I won’t go into the psychology of what makes us want to join a queue, or line, and then wait, and wait and wait. I’m sure there are many theories devoted to this purely human phenomenon.
And I’ve had some experiences with queues, or lines myself.
Knowing there was no way I’d get a glimpse of the boy wonder and all his gold trinkets, I told a museum staffer my predicament.
She asked me: “Do you have a plane to catch?”
Puzzled, because I’m sure I told her a bus, I responded “no… but..”
She repeated her request, probably wondering why I was so dense.
Then I got it.
“Oh, yes. I have a 3 pm flight.”
For some reason air travel trumped bus rides; she moved me to the front of the line.

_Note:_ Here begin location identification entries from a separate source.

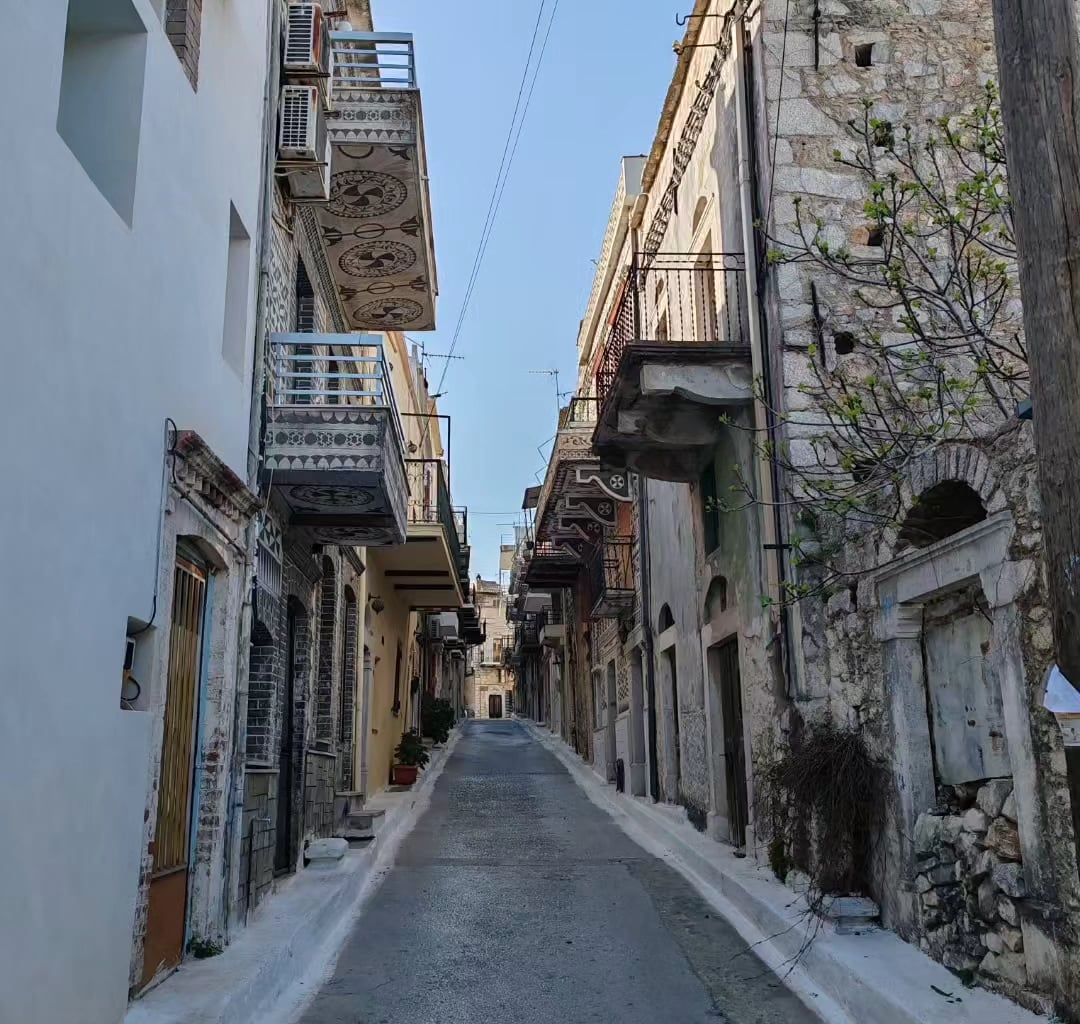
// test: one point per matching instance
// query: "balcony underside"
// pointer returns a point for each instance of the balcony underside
(662, 414)
(377, 224)
(553, 634)
(555, 569)
(422, 570)
(613, 604)
(340, 472)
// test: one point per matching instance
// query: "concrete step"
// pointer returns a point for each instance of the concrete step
(362, 824)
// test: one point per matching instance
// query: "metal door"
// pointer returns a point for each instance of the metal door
(734, 749)
(166, 913)
(283, 861)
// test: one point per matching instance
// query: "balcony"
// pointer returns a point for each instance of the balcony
(424, 570)
(675, 360)
(529, 633)
(333, 447)
(461, 520)
(579, 499)
(611, 578)
(377, 224)
(473, 632)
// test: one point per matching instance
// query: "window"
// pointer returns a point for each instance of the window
(941, 511)
(237, 277)
(704, 296)
(710, 508)
(100, 108)
(184, 28)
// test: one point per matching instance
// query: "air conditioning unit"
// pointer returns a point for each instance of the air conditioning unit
(308, 51)
(304, 145)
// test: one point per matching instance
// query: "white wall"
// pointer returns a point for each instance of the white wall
(107, 329)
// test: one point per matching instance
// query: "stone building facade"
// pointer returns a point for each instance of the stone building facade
(707, 351)
(490, 682)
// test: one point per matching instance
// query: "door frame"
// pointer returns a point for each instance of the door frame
(191, 563)
(732, 733)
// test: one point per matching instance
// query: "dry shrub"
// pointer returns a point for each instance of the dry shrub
(821, 803)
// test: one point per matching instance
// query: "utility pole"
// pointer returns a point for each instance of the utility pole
(1039, 70)
(554, 374)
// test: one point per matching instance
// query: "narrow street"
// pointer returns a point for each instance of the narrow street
(514, 900)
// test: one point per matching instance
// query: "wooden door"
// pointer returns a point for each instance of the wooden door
(283, 861)
(734, 749)
(166, 914)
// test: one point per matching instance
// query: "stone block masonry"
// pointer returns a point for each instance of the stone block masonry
(257, 841)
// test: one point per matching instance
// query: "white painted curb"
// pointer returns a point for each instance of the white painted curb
(277, 965)
(871, 979)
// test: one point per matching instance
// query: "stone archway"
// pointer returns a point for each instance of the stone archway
(946, 594)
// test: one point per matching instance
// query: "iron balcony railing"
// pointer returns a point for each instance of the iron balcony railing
(675, 298)
(581, 412)
(430, 500)
(611, 574)
(373, 61)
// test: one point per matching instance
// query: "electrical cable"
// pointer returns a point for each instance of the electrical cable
(509, 149)
(780, 104)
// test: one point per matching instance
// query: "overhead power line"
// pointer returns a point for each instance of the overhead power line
(509, 149)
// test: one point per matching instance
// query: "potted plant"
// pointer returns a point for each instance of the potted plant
(409, 757)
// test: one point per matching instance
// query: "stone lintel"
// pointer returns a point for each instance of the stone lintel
(728, 382)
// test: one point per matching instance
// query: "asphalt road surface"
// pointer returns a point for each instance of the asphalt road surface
(517, 901)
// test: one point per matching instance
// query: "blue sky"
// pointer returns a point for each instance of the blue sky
(597, 98)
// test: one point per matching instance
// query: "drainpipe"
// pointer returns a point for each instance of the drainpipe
(764, 423)
(650, 678)
(233, 827)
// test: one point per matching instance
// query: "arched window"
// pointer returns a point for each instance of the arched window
(941, 511)
(327, 637)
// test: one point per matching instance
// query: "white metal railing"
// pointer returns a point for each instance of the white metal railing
(373, 61)
(322, 369)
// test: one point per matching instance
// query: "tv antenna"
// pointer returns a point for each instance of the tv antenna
(558, 394)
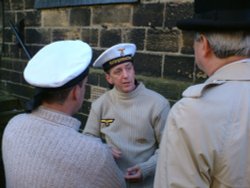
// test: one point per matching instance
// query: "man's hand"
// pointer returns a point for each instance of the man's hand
(133, 174)
(115, 152)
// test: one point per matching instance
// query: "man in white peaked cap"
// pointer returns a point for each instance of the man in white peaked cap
(129, 118)
(206, 142)
(44, 148)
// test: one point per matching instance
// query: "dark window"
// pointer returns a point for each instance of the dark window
(66, 3)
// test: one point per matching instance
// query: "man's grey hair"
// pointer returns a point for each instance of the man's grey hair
(226, 44)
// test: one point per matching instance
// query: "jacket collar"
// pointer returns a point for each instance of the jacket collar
(237, 71)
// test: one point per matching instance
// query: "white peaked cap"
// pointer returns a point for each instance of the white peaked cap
(57, 63)
(115, 52)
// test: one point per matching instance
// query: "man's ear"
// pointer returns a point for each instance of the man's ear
(207, 50)
(74, 93)
(108, 78)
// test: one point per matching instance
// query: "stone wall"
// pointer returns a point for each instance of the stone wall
(164, 59)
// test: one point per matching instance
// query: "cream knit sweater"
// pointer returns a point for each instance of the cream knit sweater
(132, 122)
(44, 149)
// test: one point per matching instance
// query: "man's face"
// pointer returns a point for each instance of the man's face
(122, 77)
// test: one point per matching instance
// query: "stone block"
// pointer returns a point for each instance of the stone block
(16, 5)
(112, 15)
(110, 37)
(80, 17)
(90, 36)
(55, 18)
(179, 68)
(148, 64)
(33, 19)
(63, 34)
(176, 11)
(163, 40)
(136, 36)
(38, 36)
(148, 15)
(29, 4)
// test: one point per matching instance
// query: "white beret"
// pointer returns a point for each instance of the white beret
(58, 63)
(115, 55)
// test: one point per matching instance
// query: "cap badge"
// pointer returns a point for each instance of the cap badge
(121, 51)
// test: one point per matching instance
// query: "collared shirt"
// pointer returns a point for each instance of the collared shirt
(206, 142)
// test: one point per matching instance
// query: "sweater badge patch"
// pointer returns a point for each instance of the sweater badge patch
(106, 122)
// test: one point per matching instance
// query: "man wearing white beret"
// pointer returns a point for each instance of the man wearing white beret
(129, 117)
(206, 142)
(43, 148)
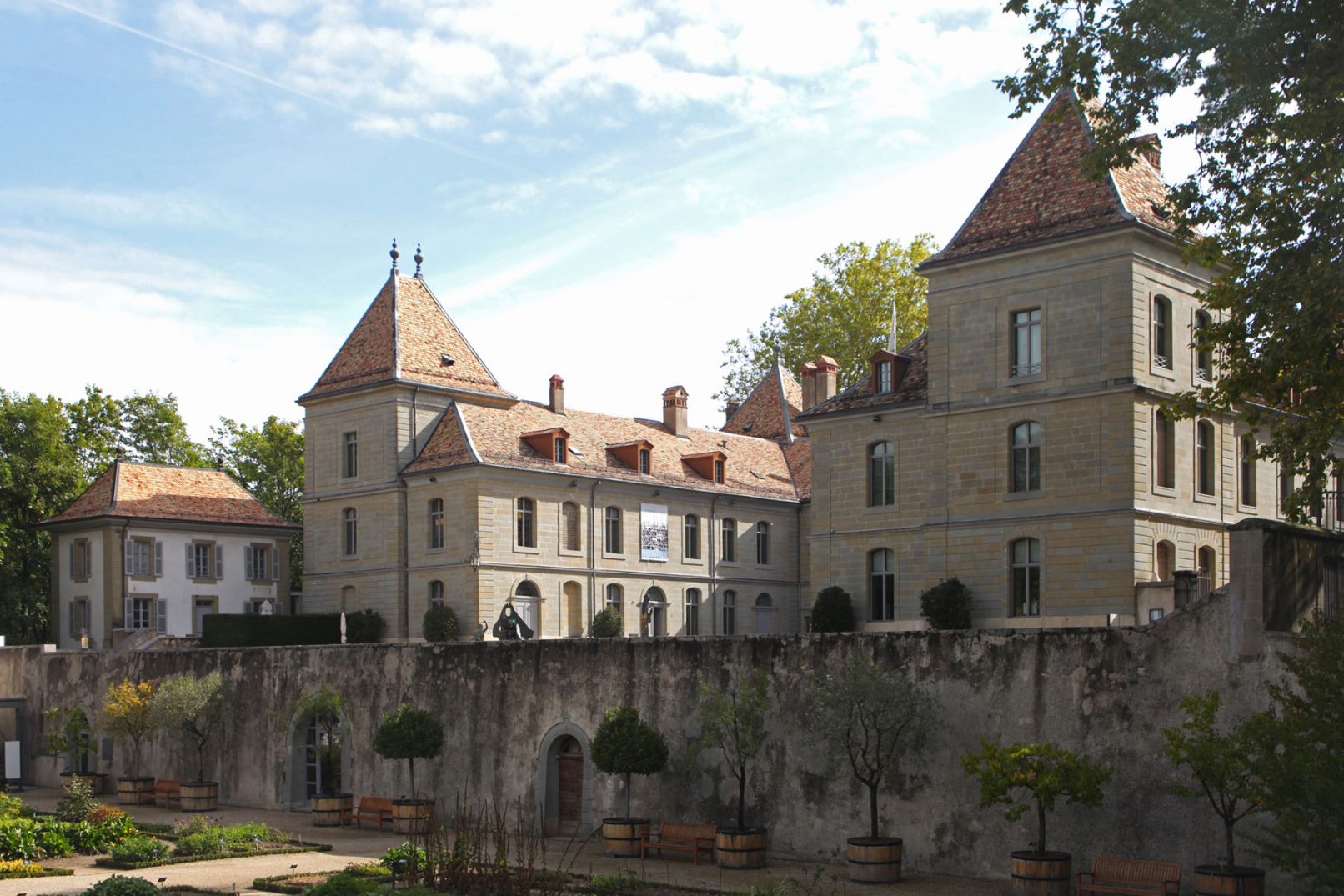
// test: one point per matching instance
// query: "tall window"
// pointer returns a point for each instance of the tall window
(1246, 453)
(570, 520)
(882, 474)
(526, 523)
(691, 538)
(1164, 450)
(436, 523)
(882, 584)
(1026, 343)
(1161, 347)
(349, 456)
(730, 613)
(1026, 457)
(612, 531)
(729, 540)
(1205, 463)
(1026, 577)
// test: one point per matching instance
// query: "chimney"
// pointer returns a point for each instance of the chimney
(1151, 149)
(558, 394)
(827, 371)
(674, 411)
(810, 384)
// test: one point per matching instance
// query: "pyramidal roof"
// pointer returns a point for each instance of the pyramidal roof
(1042, 193)
(408, 338)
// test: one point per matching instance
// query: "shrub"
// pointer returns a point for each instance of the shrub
(439, 623)
(946, 605)
(605, 625)
(832, 610)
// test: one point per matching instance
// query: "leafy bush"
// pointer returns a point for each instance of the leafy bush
(439, 623)
(605, 625)
(832, 610)
(946, 605)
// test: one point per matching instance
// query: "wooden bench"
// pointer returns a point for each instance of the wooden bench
(1137, 876)
(680, 837)
(370, 809)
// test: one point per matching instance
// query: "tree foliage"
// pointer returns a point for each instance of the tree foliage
(1266, 204)
(872, 716)
(845, 313)
(1028, 775)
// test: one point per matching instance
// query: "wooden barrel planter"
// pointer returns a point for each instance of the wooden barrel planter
(1219, 880)
(412, 816)
(1042, 873)
(199, 795)
(874, 860)
(740, 848)
(621, 836)
(328, 808)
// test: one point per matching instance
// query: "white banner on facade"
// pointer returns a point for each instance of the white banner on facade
(654, 533)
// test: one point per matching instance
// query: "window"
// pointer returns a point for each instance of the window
(1026, 343)
(1026, 457)
(526, 535)
(349, 533)
(882, 474)
(1164, 450)
(436, 523)
(570, 522)
(612, 531)
(1161, 347)
(882, 584)
(1246, 453)
(349, 456)
(729, 540)
(1026, 577)
(691, 538)
(692, 612)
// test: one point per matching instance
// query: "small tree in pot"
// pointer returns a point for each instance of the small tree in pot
(871, 716)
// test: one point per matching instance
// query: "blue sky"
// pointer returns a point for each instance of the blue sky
(198, 197)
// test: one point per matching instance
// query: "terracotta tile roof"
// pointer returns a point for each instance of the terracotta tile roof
(764, 413)
(405, 335)
(911, 388)
(494, 435)
(136, 491)
(1042, 193)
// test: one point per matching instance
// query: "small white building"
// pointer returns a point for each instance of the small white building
(156, 548)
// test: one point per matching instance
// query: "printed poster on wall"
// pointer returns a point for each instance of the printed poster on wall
(654, 533)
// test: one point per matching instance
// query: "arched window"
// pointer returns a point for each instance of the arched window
(570, 523)
(1206, 467)
(882, 474)
(1025, 460)
(526, 523)
(691, 536)
(1025, 555)
(612, 531)
(882, 584)
(1161, 347)
(349, 533)
(436, 523)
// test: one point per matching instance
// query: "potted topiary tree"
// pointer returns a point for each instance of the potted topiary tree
(410, 733)
(322, 711)
(127, 713)
(870, 716)
(1225, 768)
(1028, 775)
(625, 744)
(735, 723)
(195, 709)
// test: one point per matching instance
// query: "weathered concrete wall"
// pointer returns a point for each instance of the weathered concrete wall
(1108, 692)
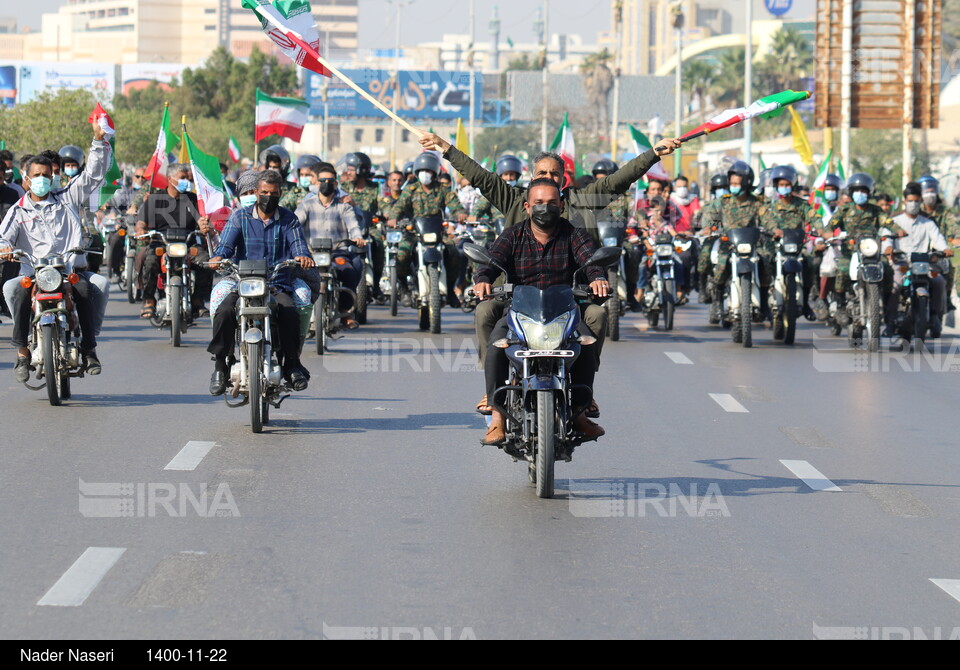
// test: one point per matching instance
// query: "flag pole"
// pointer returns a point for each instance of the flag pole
(299, 41)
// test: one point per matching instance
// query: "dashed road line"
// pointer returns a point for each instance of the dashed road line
(81, 578)
(810, 476)
(190, 456)
(729, 403)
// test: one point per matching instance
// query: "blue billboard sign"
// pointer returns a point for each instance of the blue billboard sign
(427, 94)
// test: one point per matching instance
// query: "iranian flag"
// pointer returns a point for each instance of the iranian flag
(768, 107)
(641, 145)
(234, 149)
(290, 25)
(564, 145)
(156, 170)
(280, 116)
(206, 179)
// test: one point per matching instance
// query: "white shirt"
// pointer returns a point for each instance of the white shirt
(922, 235)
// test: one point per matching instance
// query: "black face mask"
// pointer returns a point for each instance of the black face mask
(268, 203)
(545, 216)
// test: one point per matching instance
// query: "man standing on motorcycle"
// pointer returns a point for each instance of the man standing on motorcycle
(426, 198)
(45, 222)
(920, 235)
(789, 211)
(738, 209)
(273, 234)
(545, 251)
(324, 214)
(175, 209)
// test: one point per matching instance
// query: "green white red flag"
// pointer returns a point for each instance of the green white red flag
(280, 116)
(290, 25)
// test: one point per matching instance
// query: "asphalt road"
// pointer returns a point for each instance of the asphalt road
(775, 492)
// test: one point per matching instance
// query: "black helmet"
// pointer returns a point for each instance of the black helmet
(783, 172)
(276, 152)
(719, 181)
(71, 153)
(427, 161)
(860, 180)
(360, 161)
(604, 166)
(306, 161)
(507, 164)
(927, 183)
(833, 180)
(745, 172)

The British aren’t the only ones patient with queuing. In Japan, long queues at train stations are the norm. We experienced this first-hand as tourists. In Tokyo during rush hour, we waited our turn to buy tickets from the automatic dispensers. Clumsily fumbling with our yen, counting, dropping coins, arguing about how much we needed, causing a scene. The queue behind us waited without a word. Thankfully one commuter finally assisted us.
I marvel at what others will queue for:
While waiting for a doctor’s appointment, I heard a woman describe how she surprised her 10 year old daughter with a trip to a popular bakery in a nearby city. This bakery, known for its spectacular cakes featured on its own television show, attracts hoards of fans. She waited more than 5 hours to buy a cupcake. Lydia and me outside of Carlos’ Bake Shop, Hoboken, NJ; we didn’t wait in line.
I remember a friend waking at the crack of dawn to wait on line for the “Coach” sale. This was before reduced merchandise was available at outlet stores.
In Summit, NJ, where I live, there’s an ice cream store where patrons line up for hours. There are others nearby, much better in my opinion.
Amusement parks. Enough said.
Sometimes we can’t help waiting on line. So we make the best of it. We joke, we read, we talk on the phone.
Waiting to go through the metal detector, I heard a woman say, “I don’t care if they search me. It’s been a long time since someone felt me up.”
Queuing could have its benefits. You never know.